Although the high costs of land purchase and park management activities have posed serious challenges to conservation in the region, a number of recent successes point to a more optimistic future for the hotspot's biodiversity. These achievements have helped to strengthen the already tremendous level of public awareness about the value of the province and its fauna and flora.
Among many promising projects is an initiative called the Working for Water Programme, which focuses on the removal of alien plants to encourage the regeneration of native vegetation and protection of watersheds. The program has created 3,600 jobs in the region and led to the clearing of nearly 500 km² of alien growth, one of the most impressive efforts of its kind in the world.
There have also been a number of triumphs in the establishment of new protected areas, including the Cape Peninsula National Park, the Cape Agulhas National Park, and the West Coast Biosphere Reserve. At a recent meeting in Suzhou, China, UNESCO recognized the importance of this region by declaring it a World Heritage Site for its "outstanding universal significance to humanity." Eight protected areas together comprise the Cape Floristic Region World Heritage Site, one of which includes Kirstenbosch National Botanical Garden, the first time that a botanical garden has been recognized as a world heritage site for its biodiversity.
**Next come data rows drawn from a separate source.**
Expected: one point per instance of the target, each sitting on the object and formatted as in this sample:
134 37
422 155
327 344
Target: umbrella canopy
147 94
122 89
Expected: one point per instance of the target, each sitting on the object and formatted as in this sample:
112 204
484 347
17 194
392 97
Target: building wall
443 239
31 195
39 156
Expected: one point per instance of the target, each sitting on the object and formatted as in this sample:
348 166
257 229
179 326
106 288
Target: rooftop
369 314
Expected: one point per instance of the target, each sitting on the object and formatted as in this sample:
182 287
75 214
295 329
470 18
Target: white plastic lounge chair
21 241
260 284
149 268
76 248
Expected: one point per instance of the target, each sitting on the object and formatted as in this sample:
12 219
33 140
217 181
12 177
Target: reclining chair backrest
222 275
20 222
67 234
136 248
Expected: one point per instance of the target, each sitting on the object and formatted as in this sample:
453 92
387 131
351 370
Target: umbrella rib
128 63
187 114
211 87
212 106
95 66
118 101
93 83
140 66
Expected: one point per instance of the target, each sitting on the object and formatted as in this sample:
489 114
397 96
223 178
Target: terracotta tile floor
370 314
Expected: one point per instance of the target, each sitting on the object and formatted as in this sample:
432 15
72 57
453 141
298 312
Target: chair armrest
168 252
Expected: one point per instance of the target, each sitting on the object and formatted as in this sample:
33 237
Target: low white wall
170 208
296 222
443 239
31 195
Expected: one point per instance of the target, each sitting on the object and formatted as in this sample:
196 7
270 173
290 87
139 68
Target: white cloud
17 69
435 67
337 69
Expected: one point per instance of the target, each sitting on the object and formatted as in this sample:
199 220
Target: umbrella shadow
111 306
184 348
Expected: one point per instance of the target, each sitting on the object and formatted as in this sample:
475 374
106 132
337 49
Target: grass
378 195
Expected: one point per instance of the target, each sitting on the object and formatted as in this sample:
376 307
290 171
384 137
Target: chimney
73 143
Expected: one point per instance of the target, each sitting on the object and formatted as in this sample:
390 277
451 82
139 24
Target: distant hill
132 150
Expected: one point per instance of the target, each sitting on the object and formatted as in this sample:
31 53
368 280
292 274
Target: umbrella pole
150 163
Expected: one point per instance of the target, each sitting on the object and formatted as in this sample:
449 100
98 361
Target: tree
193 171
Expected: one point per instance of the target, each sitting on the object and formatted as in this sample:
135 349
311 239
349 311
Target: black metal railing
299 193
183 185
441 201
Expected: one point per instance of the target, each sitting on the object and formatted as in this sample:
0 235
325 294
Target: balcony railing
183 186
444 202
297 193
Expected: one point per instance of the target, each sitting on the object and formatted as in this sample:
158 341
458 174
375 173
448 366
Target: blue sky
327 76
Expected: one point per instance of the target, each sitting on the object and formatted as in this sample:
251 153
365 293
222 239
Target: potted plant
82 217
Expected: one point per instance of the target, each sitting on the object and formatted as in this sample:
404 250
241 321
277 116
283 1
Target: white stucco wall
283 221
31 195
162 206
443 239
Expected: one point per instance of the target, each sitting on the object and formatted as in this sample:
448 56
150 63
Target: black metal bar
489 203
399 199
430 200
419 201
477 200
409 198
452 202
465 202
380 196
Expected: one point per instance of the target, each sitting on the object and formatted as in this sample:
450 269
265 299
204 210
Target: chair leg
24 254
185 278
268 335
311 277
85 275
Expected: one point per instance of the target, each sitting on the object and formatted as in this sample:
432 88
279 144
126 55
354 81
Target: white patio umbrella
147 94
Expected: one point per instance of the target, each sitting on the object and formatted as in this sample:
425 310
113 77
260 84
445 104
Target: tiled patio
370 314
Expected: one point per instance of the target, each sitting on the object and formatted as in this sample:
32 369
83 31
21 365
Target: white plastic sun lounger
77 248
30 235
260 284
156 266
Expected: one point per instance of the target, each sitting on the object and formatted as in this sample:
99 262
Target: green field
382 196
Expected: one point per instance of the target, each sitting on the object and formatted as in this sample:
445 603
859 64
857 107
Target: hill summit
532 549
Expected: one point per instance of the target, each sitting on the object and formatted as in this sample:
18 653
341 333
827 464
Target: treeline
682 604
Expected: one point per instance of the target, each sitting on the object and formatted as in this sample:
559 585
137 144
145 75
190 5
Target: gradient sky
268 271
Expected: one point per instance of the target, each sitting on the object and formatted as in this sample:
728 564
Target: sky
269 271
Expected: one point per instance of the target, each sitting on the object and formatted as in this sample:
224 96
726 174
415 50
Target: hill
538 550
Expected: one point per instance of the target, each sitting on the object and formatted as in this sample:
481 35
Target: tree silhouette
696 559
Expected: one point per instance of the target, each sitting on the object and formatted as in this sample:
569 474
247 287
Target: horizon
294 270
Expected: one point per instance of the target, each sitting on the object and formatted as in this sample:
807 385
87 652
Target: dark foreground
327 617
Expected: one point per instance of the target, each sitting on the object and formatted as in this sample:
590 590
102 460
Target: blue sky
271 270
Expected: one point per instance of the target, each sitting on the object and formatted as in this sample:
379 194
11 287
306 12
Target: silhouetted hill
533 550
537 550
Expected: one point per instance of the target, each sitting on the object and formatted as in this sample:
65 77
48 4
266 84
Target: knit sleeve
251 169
The areas included in the world heritage site are Table Mountain, Baviaanskloof, De Hoop Nature Reserve, Boland Mountain Complex, Groot Winterhoek Wilderness Area, Swartberg Complex, Boosmansbos Wilderness Area, and Cederberg Wilderness Area. These eight separate protected areas total more than 553,000 hectares, making this World Heritage Site the richest for plants in the world on a per area basis.
It is hoped that UNESCO listing will help to encourage the 'biodiversity economy' in the region, and will promote eco-tourism and better planning and management of the region's incredibly rich natural resources, protected areas, and scenic landscapes for the benefit of all South Africans. Already, the Cape Action Plan for the Environment, a $6 million project funded by the GEF and World Bank, is supporting the development and implementation of a strategic plan for sustainable conservation of the hotspot's unique flora and fauna, and a $6 million investment by the Critical Ecosystem Partnership Fund is being used partially to support three mega-reserves: Baviaanskloof, Cederberg and Gouritz, and to build the capacity of previously disadvantaged local conservationists.